Übrigens – es gibt natürlich kostenfreie Eintrittskarten für die IT&Business in Stuttgart, um live bei der Panelrunde dabei zu sein: http://bit.ly/Eintritt-ITBusiness15

Am Anfang des DOKlive-Panels stand die These "Wissensgesellschaft: Deutschland bereits im Abseits?" von Ulrich Kampffmeyer – und dann ging die Diskussion auch schon los. Für die Ankündigung des Panels hieß es, einen Einführungsbeitrag mit jeweils maximal 1700 Zeichen für das DOK.magazin beizusteuern, der dann auch in der Ausgabe #4-15 erschien: links auf der Doppelseite "Wissensgesellschaft – Deutschland im Abseits?", rechts "Wissensgesellschaft – Deutschland ist ein Leader!". Einerseits um das "bereits" verkürzt (noch sind wir nicht im Abseits), andererseits positiv und exklamierend kontrastiert, jedoch mit leicht anglo-amerikanisiertem "Touch": "Leader" (aber eine führende Rolle spielen wir auf globaler Bühne schon nicht mehr, allenfalls noch in einigen Segmenten auf europäischer Ebene).

Hier nun Vorgeschichte und aktueller Status.

Reinhard Karger schreibt am 14.07.2015 an Ulrich Kampffmeyer

"Wissensgesellschaft… Deutschland in der ersten Reihe!

Die Klage ist des Kaufmanns Gruß – geklagt wird und Gründe gibt´s: Konrad Zuse hat den Computer erfunden, IBM ist damit zur Weltfirma geworden; das Fax kommt von Siemens und wurde dort verschlafen; der Apple Macintosh wurde von frog designt – frog, eine Abkürzung für Federal Republic of Germany.
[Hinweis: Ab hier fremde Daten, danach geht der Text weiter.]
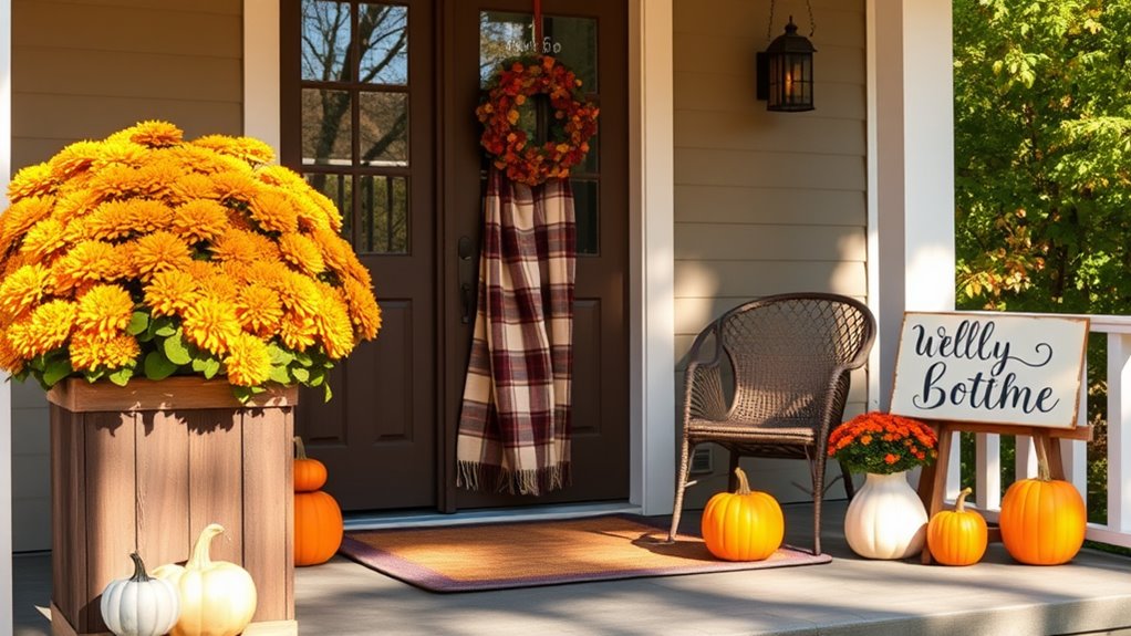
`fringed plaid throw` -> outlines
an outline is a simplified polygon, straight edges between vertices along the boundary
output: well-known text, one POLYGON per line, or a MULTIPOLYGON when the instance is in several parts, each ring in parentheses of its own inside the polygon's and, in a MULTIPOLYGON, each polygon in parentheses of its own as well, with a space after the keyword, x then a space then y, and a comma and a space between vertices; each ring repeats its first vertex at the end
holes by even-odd
POLYGON ((484 217, 457 483, 541 495, 570 481, 573 195, 567 180, 532 189, 492 168, 484 217))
So ging es weiter. MP3 hat Apple und nicht Grundig reich gemacht.

Alles korrekt. So ist das als Exportweltmeister – und als Land der Ideen! Für Sir Jonathan Ive, der iPod und iPhone gestaltet hat, ist Dieter Rams, in den Sechzigern bei Braun für Formgebung verantwortlich, das große Vorbild. Das sollte uns gefallen. Apple rettet das Silicon Valley, die Internetgiganten retten die USA vor dem wirtschaftlichen Abstieg und erhalten damit Deutschland einen der größten Exportmärkte und den besten Handelspartner – mit einem Überschuss von 50 Milliarden Euro in 2014!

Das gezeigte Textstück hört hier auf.